Friendli Engine
About Friendli Engine
Friendli Engine specializes in fast and cost-effective LLM inference, catering to developers and businesses in generative AI. Its innovative features such as iteration batching and TCache enable users to achieve exceptional performance with significant cost savings, transforming how LLMs are deployed and utilized.
Friendli Engine offers flexible pricing plans, designed to accommodate various user needs. From free trials to subscription tiers with added benefits, users can choose a plan that best suits their requirements, enhancing their generative AI capabilities while enjoying significant savings on processing costs.
The user interface of Friendli Engine is intuitively designed for seamless navigation, enhancing user experience.

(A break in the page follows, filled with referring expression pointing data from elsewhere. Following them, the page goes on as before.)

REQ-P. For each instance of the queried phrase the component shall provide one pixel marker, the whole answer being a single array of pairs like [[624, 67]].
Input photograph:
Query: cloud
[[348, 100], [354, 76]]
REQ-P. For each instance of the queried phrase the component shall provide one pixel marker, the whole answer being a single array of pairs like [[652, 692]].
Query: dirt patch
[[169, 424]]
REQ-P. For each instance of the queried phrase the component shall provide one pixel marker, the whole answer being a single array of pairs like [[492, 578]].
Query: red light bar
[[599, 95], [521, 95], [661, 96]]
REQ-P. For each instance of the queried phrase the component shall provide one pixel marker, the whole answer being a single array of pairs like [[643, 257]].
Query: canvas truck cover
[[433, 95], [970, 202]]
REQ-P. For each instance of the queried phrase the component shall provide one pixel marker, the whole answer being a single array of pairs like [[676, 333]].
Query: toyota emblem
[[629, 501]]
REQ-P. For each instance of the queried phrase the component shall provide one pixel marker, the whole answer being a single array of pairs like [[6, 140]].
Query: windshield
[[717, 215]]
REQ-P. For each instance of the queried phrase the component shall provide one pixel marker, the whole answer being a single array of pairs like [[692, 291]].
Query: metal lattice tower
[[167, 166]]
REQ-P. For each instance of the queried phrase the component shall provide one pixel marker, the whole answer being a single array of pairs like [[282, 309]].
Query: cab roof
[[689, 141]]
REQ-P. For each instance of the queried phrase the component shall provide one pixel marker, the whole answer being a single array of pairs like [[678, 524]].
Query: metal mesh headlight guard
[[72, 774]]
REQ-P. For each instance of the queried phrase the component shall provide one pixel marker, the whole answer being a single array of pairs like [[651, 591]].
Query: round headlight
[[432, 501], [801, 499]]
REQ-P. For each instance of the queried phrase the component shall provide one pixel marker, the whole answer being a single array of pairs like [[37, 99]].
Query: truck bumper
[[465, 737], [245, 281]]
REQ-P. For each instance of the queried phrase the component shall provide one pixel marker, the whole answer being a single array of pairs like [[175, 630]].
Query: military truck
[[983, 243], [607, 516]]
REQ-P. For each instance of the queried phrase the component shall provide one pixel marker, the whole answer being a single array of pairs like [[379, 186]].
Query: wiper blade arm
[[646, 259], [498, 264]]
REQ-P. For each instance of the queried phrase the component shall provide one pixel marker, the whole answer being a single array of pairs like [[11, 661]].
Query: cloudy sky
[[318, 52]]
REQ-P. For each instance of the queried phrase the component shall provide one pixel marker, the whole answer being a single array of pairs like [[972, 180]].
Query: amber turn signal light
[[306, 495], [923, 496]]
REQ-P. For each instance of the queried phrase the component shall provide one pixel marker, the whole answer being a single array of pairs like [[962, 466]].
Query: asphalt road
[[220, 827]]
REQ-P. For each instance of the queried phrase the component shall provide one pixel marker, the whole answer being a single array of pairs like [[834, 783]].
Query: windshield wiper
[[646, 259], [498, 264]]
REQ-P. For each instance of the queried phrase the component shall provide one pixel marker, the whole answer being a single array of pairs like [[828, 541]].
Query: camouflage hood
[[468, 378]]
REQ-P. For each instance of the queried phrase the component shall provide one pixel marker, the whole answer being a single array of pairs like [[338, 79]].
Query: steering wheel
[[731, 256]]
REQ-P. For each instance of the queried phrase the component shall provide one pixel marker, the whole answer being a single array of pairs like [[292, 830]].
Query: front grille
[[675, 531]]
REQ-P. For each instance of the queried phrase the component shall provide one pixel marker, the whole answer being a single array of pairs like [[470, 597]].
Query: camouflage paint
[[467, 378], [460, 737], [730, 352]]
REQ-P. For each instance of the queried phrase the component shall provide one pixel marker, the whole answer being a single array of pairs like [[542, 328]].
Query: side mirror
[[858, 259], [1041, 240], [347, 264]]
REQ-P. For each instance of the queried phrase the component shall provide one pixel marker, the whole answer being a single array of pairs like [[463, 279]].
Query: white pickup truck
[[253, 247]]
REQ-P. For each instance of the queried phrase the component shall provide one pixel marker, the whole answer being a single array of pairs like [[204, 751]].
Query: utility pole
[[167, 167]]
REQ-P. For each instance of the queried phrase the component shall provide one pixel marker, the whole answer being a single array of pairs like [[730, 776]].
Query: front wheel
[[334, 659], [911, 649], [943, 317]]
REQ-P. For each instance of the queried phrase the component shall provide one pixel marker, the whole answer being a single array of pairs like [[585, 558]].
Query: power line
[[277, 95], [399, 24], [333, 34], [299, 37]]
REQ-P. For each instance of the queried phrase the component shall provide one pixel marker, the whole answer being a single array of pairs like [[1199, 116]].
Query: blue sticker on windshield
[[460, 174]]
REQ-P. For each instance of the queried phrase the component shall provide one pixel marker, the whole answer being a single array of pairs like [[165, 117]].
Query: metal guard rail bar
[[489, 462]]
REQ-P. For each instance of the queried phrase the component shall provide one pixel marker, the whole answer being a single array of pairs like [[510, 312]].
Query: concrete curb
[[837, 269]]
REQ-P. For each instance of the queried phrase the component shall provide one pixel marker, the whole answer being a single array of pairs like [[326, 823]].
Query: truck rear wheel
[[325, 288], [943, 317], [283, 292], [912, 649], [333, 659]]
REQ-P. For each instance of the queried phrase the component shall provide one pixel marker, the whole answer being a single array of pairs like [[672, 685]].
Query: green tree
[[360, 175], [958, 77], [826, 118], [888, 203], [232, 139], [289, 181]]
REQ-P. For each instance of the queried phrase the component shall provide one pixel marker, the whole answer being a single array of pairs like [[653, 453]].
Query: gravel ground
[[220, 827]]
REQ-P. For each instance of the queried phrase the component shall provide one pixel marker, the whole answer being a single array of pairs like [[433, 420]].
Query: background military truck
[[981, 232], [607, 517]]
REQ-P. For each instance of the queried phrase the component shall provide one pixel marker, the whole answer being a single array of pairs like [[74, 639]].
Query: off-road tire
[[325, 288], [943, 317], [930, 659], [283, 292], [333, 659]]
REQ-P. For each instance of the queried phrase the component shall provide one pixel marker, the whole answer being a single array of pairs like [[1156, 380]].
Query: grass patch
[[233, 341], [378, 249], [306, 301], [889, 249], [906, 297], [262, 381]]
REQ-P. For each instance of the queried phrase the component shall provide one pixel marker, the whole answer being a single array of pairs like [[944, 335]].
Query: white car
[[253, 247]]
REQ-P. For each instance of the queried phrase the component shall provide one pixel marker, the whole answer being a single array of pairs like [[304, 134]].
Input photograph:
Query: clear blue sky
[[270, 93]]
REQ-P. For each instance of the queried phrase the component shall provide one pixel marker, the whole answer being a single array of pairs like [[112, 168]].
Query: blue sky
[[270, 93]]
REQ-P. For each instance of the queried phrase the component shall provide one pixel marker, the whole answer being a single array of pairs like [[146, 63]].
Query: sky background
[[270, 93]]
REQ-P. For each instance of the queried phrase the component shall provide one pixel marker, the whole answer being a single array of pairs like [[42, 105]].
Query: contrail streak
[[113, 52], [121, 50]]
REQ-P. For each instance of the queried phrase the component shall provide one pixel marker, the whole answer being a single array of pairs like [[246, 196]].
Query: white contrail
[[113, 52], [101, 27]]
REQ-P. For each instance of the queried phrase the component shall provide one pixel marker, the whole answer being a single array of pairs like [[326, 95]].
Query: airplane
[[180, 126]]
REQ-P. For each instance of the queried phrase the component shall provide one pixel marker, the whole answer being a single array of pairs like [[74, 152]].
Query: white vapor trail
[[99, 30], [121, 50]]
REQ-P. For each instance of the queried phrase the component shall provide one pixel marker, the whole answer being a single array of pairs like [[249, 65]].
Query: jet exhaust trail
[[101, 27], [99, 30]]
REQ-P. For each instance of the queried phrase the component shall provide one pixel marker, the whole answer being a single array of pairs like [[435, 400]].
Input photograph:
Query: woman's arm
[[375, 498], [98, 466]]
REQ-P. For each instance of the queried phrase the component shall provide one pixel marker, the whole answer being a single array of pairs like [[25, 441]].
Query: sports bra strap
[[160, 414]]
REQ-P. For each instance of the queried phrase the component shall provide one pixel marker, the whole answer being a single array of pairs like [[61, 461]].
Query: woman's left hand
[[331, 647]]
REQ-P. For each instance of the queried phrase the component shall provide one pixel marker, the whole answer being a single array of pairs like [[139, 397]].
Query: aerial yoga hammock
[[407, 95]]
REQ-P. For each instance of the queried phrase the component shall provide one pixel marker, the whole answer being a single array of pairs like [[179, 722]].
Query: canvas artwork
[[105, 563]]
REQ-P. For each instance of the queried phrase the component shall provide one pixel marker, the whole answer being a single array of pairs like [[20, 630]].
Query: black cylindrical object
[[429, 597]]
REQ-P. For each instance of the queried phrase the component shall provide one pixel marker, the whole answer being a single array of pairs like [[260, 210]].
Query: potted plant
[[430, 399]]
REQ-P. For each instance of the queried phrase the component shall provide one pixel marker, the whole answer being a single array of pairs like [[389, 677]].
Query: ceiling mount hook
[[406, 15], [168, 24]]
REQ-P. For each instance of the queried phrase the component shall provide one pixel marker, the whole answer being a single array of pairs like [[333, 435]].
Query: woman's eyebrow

Its streamlined layout features easy access to features like real-time performance analytics and model customization, ensuring that users can efficiently manage and deploy their AI models with minimal hassle.
How Friendli Engine works
Users begin by signing up for Friendli Engine, where they can easily onboard their generative AI models. Once logged in, they can explore features like Dedicated Endpoints or Containers to serve LLM inferences. The platform's unique iteration batching enables users to process multiple requests efficiently, saving both time and resources, while intelligent caching reduces GPU workload, enhancing overall performance.
Key Features for Friendli Engine
Iteration Batching Technology
Friendli Engine introduces innovative iteration batching technology that significantly increases LLM inference throughput. This unique feature allows users to handle multiple generation requests concurrently, resulting in an efficient and cost-effective experience, proving essential for high-demand environments in generative AI development.
Multi-LoRA Model Support
The Friendli Engine's ability to support multiple LoRA models on a single GPU represents a significant advancement in generative AI. This feature simplifies model customization and enhances efficiency, allowing users to deploy various applications without the need for extensive GPU resources, ultimately lowering costs.
Speculative Decoding
Speculative decoding is a key feature of Friendli Engine that accelerates inference times. By predicting future tokens while generating the current token, it retains model output accuracy while significantly reducing latency, making it an indispensable tool for applications requiring rapid response times in generative AI.